The Information Commissioner's Office (ICO) has confirmed that data Google accidentally collected from unsecured Wi-Fi networks does not include "any meaningful personal details".

Google's error only came to light after the German data protection authority audited the Wi-Fi data collected by Street View cars, which capture real-time photographs of cities across the world for use in Google Maps, the search engine's mapping service.

The authority revealed that as well as collecting SSID information (the network's name) and MAC addresses (the number given to Wi-Fi devices such as a router), Google had also been collecting payload data such as emails or web page content being viewed.

"[While] Google considered it unlikely that it had collected anything other than fragments of content, we wanted to make our own judgement as to the likelihood that significant personal data had been retained and, if so, the extent of any intrusion," the ICO said following a visit to the search engine's offices on July 15.

"The information we saw does not include meaningful personal details that could be linked to an identifiable person.
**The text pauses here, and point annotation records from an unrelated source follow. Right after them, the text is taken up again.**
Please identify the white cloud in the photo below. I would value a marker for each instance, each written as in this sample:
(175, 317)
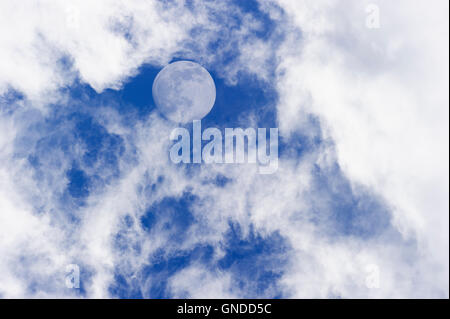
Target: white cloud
(380, 95)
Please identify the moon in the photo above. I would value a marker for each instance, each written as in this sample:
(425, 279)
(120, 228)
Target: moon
(184, 91)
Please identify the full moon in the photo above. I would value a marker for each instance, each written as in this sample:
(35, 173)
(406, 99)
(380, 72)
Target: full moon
(184, 91)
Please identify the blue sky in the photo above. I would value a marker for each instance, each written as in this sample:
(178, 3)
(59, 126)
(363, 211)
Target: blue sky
(88, 181)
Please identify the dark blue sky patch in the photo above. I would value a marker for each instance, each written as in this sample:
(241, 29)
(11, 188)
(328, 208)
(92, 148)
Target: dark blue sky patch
(173, 215)
(348, 213)
(256, 262)
(78, 186)
(233, 103)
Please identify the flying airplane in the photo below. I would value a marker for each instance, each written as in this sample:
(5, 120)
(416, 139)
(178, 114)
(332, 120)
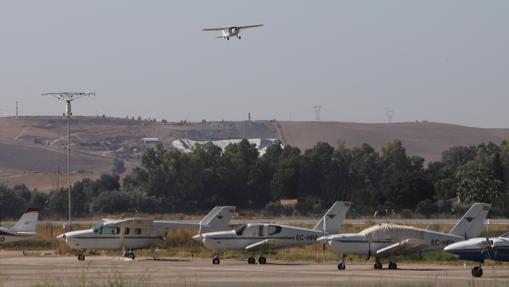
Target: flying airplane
(137, 233)
(261, 237)
(24, 229)
(391, 240)
(227, 32)
(479, 249)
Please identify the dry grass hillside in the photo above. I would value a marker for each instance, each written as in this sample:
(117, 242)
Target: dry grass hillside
(32, 148)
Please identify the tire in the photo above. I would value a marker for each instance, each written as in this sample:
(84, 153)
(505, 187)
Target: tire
(262, 260)
(477, 271)
(341, 266)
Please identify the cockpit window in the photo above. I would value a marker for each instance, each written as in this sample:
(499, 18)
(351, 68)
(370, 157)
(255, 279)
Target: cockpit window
(274, 229)
(98, 228)
(239, 230)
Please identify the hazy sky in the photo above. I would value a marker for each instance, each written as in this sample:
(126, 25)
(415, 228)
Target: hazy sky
(444, 61)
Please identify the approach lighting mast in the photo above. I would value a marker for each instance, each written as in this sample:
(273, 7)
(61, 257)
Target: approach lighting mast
(68, 97)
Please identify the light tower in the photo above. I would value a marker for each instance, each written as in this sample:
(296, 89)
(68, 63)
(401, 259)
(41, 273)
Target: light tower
(390, 115)
(317, 109)
(68, 97)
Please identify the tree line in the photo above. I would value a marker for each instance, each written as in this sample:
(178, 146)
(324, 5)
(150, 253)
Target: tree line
(168, 180)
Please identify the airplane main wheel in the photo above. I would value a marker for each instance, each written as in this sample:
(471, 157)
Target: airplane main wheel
(477, 271)
(392, 265)
(341, 265)
(262, 260)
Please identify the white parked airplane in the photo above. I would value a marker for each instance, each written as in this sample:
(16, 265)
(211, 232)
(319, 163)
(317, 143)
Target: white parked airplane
(391, 240)
(24, 229)
(262, 237)
(479, 249)
(227, 32)
(138, 233)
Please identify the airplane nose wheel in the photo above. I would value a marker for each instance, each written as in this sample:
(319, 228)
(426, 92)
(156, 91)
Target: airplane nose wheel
(341, 265)
(262, 260)
(393, 265)
(477, 271)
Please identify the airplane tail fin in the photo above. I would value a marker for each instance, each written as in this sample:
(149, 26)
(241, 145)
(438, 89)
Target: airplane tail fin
(470, 225)
(218, 218)
(28, 221)
(333, 218)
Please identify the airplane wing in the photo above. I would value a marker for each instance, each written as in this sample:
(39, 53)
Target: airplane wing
(250, 26)
(403, 247)
(215, 29)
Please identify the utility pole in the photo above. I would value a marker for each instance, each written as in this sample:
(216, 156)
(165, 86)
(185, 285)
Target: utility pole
(317, 109)
(68, 97)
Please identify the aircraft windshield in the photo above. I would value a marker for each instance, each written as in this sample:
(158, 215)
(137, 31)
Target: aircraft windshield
(239, 230)
(98, 228)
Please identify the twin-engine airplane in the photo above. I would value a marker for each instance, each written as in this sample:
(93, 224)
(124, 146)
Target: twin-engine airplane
(262, 237)
(391, 240)
(138, 233)
(24, 229)
(479, 249)
(227, 32)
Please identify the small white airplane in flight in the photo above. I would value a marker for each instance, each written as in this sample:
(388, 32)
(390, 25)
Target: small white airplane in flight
(24, 229)
(227, 32)
(479, 249)
(391, 240)
(262, 237)
(138, 233)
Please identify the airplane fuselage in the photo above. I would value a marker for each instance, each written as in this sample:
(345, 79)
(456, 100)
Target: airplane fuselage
(370, 242)
(479, 249)
(111, 238)
(277, 236)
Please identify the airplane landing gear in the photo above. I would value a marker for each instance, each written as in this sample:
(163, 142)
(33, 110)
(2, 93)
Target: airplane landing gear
(477, 271)
(341, 264)
(393, 265)
(129, 254)
(262, 260)
(216, 260)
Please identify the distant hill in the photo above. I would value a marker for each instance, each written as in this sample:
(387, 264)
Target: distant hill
(32, 148)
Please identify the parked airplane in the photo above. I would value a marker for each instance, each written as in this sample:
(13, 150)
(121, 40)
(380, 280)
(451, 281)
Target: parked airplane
(391, 240)
(24, 229)
(137, 233)
(479, 249)
(260, 237)
(233, 31)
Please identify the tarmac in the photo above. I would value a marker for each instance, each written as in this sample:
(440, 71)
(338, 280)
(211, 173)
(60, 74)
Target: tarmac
(18, 270)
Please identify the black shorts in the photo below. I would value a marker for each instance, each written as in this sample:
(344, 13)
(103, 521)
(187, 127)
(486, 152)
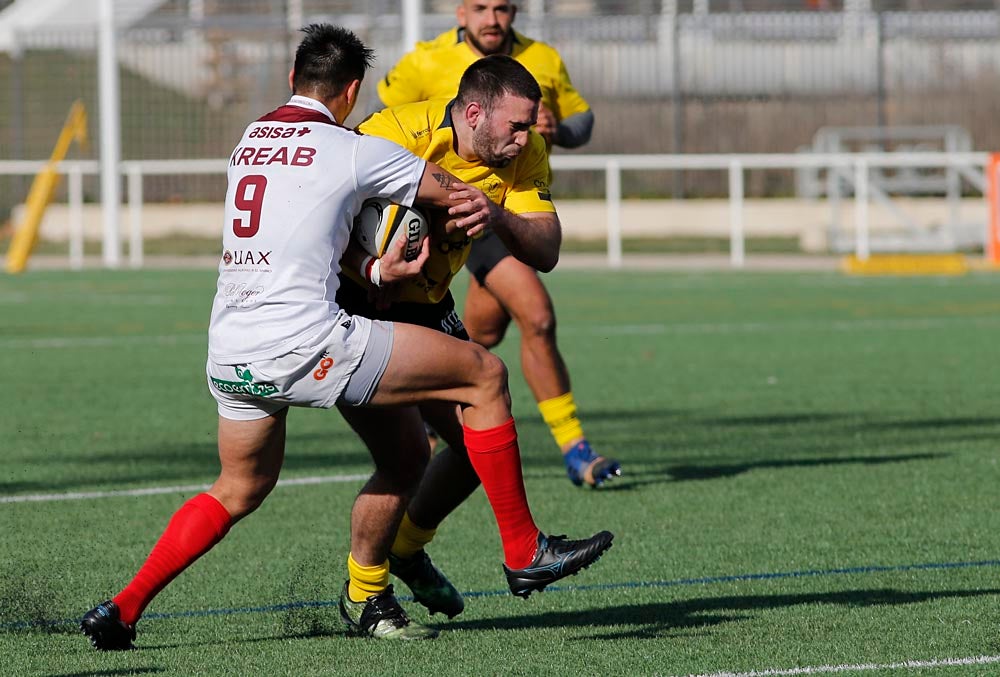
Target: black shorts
(440, 316)
(484, 255)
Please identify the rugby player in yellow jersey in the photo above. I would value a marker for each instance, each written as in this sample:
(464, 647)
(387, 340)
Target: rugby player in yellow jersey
(483, 137)
(502, 287)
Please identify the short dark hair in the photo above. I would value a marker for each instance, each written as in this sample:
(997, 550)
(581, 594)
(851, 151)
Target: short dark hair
(495, 76)
(328, 59)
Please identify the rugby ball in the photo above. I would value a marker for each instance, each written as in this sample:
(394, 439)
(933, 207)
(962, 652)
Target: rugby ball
(380, 223)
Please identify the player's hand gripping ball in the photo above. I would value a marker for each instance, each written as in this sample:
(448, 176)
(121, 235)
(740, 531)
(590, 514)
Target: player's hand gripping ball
(381, 223)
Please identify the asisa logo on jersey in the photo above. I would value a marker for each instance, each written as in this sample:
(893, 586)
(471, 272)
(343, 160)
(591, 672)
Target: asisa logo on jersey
(246, 257)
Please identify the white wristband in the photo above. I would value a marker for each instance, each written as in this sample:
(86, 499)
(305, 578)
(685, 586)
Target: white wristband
(371, 270)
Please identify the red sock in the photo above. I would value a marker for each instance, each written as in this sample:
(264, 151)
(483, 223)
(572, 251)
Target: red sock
(496, 459)
(193, 530)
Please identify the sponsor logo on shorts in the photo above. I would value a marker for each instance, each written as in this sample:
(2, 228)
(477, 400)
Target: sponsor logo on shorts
(245, 386)
(451, 324)
(239, 294)
(324, 367)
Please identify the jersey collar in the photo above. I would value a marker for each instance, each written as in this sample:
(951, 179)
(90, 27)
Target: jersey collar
(311, 104)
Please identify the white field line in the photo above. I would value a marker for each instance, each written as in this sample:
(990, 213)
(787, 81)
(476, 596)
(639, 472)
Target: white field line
(152, 491)
(859, 667)
(904, 324)
(62, 342)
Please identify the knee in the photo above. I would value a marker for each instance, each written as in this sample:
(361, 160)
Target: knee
(488, 338)
(538, 323)
(488, 334)
(492, 375)
(242, 498)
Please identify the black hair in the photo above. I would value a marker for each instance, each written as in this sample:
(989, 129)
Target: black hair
(492, 77)
(328, 59)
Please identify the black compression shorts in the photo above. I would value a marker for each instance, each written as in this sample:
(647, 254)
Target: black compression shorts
(440, 316)
(484, 255)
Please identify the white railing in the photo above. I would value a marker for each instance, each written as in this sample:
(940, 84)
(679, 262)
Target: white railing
(970, 166)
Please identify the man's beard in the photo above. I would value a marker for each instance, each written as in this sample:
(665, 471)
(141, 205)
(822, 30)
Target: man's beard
(502, 48)
(483, 144)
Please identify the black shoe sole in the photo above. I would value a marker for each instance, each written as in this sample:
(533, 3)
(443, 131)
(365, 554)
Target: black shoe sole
(527, 587)
(96, 640)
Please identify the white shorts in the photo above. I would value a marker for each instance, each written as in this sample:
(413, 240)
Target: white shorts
(342, 364)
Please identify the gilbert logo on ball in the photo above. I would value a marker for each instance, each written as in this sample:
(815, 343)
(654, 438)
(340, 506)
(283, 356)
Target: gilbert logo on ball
(381, 223)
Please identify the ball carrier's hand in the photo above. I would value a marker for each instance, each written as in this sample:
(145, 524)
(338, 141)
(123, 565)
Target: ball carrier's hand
(477, 211)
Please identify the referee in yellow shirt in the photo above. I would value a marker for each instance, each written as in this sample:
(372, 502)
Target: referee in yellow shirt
(502, 288)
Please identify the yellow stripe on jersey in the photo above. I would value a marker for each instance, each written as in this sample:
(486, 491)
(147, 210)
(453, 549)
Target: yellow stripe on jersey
(426, 130)
(434, 69)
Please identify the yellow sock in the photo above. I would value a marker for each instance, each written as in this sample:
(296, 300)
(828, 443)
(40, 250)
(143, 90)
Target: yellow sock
(560, 415)
(366, 581)
(410, 538)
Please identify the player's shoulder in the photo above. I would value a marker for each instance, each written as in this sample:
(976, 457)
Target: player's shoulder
(449, 38)
(431, 112)
(536, 49)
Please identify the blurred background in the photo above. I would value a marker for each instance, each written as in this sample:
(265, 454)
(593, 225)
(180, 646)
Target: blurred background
(663, 76)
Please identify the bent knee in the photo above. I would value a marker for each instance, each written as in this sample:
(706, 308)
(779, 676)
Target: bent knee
(491, 372)
(539, 323)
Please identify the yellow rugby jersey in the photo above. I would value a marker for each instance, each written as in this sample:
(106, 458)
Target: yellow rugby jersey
(434, 68)
(522, 187)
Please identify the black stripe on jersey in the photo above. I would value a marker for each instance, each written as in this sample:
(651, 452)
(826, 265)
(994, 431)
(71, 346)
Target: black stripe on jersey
(447, 122)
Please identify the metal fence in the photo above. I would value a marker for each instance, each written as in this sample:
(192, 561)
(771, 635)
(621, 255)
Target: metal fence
(671, 76)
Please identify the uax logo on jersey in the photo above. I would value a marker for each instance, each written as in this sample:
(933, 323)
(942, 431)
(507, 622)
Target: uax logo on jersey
(324, 367)
(247, 257)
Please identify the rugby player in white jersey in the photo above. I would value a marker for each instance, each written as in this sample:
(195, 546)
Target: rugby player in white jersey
(277, 339)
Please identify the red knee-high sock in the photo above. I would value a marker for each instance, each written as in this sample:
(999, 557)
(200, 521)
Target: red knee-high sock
(496, 459)
(193, 530)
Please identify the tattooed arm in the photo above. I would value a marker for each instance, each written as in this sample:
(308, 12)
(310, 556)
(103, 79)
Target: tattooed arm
(467, 206)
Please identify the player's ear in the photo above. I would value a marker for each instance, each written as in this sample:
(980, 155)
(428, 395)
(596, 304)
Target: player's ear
(351, 94)
(473, 114)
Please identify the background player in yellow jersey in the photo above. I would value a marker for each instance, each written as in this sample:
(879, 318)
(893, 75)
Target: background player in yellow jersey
(483, 136)
(502, 287)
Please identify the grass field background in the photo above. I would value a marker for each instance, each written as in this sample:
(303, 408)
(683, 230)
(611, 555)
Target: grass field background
(810, 480)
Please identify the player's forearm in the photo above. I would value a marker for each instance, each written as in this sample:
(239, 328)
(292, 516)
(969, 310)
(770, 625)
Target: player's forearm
(533, 239)
(436, 187)
(575, 130)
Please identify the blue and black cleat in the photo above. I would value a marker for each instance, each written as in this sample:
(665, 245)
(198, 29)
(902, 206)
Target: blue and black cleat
(104, 626)
(585, 467)
(555, 559)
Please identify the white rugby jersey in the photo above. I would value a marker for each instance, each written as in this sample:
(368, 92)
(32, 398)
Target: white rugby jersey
(296, 181)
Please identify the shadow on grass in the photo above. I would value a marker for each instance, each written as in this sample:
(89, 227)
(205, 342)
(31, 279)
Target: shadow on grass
(654, 620)
(110, 673)
(166, 465)
(709, 472)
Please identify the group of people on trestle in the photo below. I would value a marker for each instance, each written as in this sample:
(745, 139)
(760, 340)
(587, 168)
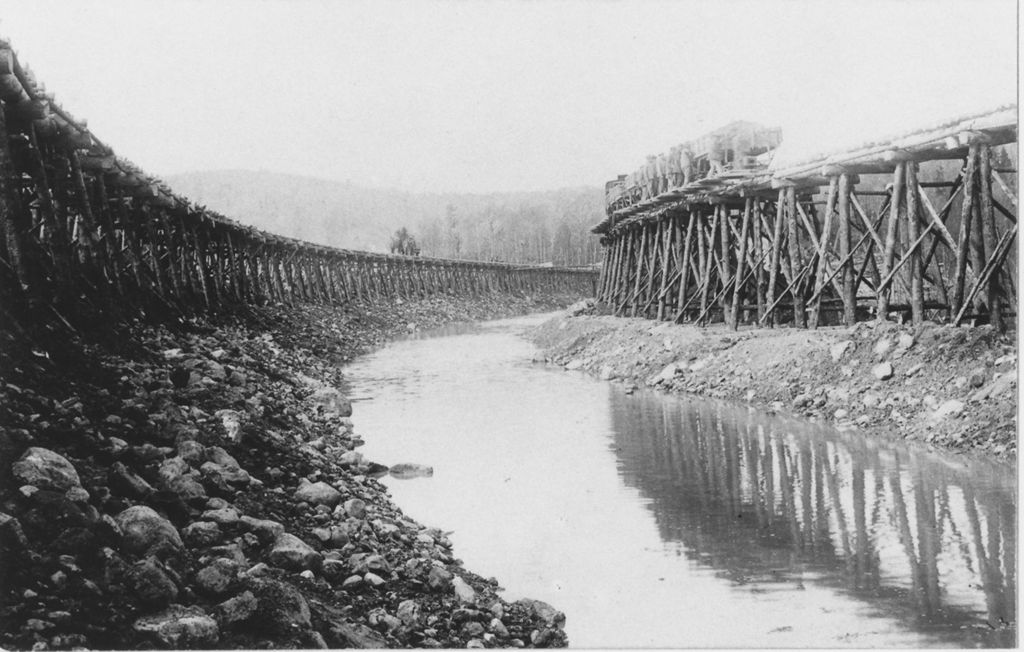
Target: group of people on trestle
(674, 170)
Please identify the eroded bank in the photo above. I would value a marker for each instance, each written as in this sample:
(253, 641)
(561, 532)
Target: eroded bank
(950, 387)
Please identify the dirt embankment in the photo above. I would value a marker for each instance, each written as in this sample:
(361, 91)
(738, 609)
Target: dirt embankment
(949, 387)
(202, 487)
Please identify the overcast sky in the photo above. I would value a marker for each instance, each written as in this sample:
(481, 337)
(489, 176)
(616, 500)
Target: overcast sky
(488, 95)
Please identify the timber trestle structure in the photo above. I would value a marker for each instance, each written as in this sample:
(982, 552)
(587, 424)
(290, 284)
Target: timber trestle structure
(78, 223)
(804, 245)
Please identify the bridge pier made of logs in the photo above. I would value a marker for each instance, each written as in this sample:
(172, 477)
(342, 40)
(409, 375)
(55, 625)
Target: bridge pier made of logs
(853, 235)
(79, 223)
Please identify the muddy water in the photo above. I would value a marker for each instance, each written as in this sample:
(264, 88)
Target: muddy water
(658, 522)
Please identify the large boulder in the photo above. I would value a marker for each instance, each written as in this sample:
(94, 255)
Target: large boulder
(292, 553)
(44, 469)
(330, 401)
(281, 608)
(218, 577)
(151, 584)
(265, 529)
(543, 611)
(407, 471)
(317, 493)
(125, 482)
(179, 626)
(176, 476)
(142, 530)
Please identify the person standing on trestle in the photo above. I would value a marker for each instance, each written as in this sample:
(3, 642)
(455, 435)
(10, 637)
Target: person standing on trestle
(651, 172)
(675, 172)
(686, 163)
(716, 157)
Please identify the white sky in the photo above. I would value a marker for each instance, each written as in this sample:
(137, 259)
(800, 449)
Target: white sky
(489, 95)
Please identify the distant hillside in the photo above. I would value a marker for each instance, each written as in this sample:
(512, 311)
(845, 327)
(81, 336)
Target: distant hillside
(535, 227)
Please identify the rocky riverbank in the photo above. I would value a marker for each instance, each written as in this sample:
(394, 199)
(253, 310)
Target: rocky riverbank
(200, 486)
(949, 387)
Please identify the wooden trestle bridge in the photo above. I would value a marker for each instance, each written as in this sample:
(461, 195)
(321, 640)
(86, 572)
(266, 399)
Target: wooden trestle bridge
(78, 221)
(888, 228)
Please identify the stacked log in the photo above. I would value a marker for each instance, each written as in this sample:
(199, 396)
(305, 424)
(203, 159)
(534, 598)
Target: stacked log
(759, 249)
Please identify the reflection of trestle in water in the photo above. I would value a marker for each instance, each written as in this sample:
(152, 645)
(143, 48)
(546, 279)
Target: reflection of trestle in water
(765, 500)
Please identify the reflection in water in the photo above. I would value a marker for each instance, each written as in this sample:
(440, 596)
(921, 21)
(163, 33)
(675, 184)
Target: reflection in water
(659, 522)
(764, 500)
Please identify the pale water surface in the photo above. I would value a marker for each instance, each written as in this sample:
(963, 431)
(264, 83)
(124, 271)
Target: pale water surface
(653, 521)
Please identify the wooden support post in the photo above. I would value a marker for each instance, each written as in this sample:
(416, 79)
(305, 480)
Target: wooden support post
(759, 279)
(709, 260)
(819, 276)
(796, 259)
(916, 287)
(725, 263)
(684, 276)
(964, 241)
(737, 295)
(667, 244)
(776, 251)
(641, 260)
(891, 230)
(990, 235)
(846, 268)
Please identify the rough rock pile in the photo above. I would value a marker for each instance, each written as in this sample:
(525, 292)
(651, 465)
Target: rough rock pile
(201, 488)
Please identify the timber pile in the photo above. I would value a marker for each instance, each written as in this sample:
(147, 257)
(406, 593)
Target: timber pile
(755, 242)
(81, 223)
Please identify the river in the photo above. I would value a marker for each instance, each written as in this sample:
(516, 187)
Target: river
(655, 521)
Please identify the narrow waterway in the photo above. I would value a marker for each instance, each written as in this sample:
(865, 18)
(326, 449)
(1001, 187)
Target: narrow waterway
(653, 521)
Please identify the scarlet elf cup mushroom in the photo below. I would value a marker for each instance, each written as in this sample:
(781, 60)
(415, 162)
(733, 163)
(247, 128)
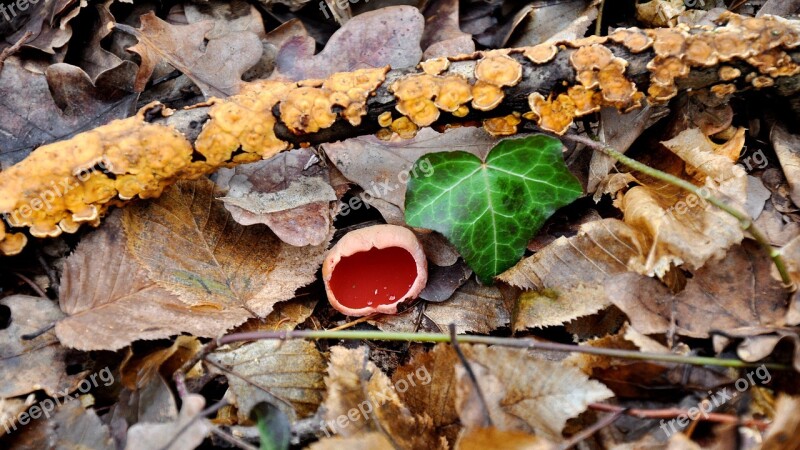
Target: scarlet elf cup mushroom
(374, 270)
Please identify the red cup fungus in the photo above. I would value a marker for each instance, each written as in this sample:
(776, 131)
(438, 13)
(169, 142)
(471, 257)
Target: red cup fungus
(374, 269)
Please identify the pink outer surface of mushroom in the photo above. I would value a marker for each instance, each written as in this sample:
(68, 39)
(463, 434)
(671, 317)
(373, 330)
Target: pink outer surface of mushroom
(374, 269)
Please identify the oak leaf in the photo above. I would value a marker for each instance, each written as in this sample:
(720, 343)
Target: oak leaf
(361, 399)
(209, 66)
(32, 364)
(288, 192)
(736, 292)
(286, 374)
(388, 36)
(189, 245)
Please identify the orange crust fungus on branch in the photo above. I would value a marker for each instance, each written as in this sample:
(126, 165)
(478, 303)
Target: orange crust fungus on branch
(61, 185)
(136, 158)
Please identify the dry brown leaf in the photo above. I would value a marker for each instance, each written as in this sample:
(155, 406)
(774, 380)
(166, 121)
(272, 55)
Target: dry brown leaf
(784, 434)
(442, 36)
(39, 363)
(137, 370)
(190, 246)
(189, 431)
(736, 291)
(553, 22)
(286, 316)
(475, 410)
(437, 397)
(367, 441)
(472, 308)
(544, 394)
(287, 193)
(680, 227)
(566, 277)
(286, 374)
(362, 399)
(388, 36)
(110, 302)
(443, 281)
(382, 167)
(153, 402)
(660, 13)
(42, 108)
(617, 132)
(210, 66)
(483, 438)
(787, 147)
(11, 408)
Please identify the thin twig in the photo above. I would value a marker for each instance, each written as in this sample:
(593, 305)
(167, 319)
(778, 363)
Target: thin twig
(597, 426)
(671, 413)
(745, 221)
(14, 48)
(491, 340)
(201, 415)
(487, 419)
(32, 285)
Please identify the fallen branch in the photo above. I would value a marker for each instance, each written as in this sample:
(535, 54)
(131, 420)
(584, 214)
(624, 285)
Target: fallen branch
(65, 184)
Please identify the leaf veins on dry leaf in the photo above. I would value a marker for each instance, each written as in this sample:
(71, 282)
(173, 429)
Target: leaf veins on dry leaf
(286, 374)
(183, 265)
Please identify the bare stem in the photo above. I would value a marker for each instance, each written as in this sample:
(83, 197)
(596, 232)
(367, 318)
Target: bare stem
(491, 340)
(745, 221)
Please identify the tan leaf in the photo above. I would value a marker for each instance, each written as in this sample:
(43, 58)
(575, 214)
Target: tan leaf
(544, 394)
(11, 408)
(443, 36)
(286, 316)
(34, 364)
(566, 277)
(287, 374)
(354, 46)
(784, 434)
(367, 441)
(209, 65)
(472, 308)
(137, 370)
(787, 147)
(472, 411)
(187, 433)
(484, 438)
(736, 291)
(362, 399)
(680, 227)
(285, 192)
(435, 398)
(110, 301)
(189, 245)
(382, 167)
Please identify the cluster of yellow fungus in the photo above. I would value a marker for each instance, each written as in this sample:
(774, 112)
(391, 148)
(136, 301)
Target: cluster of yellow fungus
(601, 82)
(759, 41)
(62, 185)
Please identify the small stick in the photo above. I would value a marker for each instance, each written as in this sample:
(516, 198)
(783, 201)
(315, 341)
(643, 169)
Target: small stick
(487, 419)
(14, 48)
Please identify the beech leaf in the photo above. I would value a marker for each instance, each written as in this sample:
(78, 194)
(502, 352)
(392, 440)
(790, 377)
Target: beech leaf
(490, 209)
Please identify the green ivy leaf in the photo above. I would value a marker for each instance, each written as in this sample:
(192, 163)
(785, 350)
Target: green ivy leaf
(490, 210)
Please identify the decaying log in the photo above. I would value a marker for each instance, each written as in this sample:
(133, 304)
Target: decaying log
(62, 185)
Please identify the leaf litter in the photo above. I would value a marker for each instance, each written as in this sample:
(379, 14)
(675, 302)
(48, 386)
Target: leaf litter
(641, 268)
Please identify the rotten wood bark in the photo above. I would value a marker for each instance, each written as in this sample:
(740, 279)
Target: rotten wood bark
(62, 185)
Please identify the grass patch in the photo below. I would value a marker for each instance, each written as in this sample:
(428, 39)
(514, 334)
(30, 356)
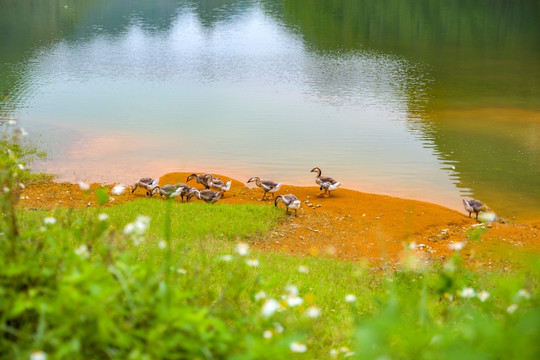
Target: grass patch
(78, 284)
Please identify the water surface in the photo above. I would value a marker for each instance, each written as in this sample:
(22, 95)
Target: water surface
(425, 100)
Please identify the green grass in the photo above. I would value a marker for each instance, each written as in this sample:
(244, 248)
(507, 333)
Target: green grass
(130, 301)
(85, 284)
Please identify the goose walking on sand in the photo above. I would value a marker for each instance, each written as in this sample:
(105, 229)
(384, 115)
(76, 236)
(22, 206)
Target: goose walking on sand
(290, 201)
(182, 190)
(326, 183)
(200, 179)
(218, 184)
(168, 191)
(208, 196)
(268, 186)
(146, 183)
(474, 206)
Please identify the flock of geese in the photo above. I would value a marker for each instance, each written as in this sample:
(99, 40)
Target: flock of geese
(210, 182)
(291, 202)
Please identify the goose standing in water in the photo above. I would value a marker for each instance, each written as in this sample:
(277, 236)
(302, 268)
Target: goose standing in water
(266, 185)
(183, 190)
(474, 206)
(327, 183)
(217, 183)
(208, 196)
(146, 183)
(290, 201)
(201, 179)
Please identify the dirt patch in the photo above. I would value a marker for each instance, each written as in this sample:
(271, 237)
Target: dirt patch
(349, 225)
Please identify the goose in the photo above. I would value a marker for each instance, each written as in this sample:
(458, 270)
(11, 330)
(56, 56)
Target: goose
(183, 190)
(290, 201)
(266, 185)
(200, 179)
(208, 196)
(474, 206)
(169, 191)
(218, 184)
(146, 183)
(326, 183)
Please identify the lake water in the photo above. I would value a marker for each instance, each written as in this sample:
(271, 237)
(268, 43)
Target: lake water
(418, 99)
We will be alerting Privacy International and others who have complained to us of our position."

As the ICO initially refused to the investigate the error, Privacy International said it was left with no choice but to go to the Metropolitan Police and ask them to investigate.

"I don't see any alternative but for us to go to Scotland Yard," said Simon Davis from the organisation at the time.

Last month, the Metropolitan Police force confirmed it will start an investigation Google's activities.

The ICO said it had only seen samples of data collected in the UK, which doesn't rule out the possibility that personally identifiable data had been collected in other countries.

"However, on the basis of the samples we saw we are satisfied so far that it is unlikely that Google will have captured significant amounts of personal data."

As soon as the issue was made public, Google pulled its Street View cars. However, earlier this month, the search engine revealed it was reinstating the vehicles, without the code to capture wi-fi data, in Ireland, Norway, South Africa and Sweden.

The company said it would reintroduce the cars into other locations in the near future.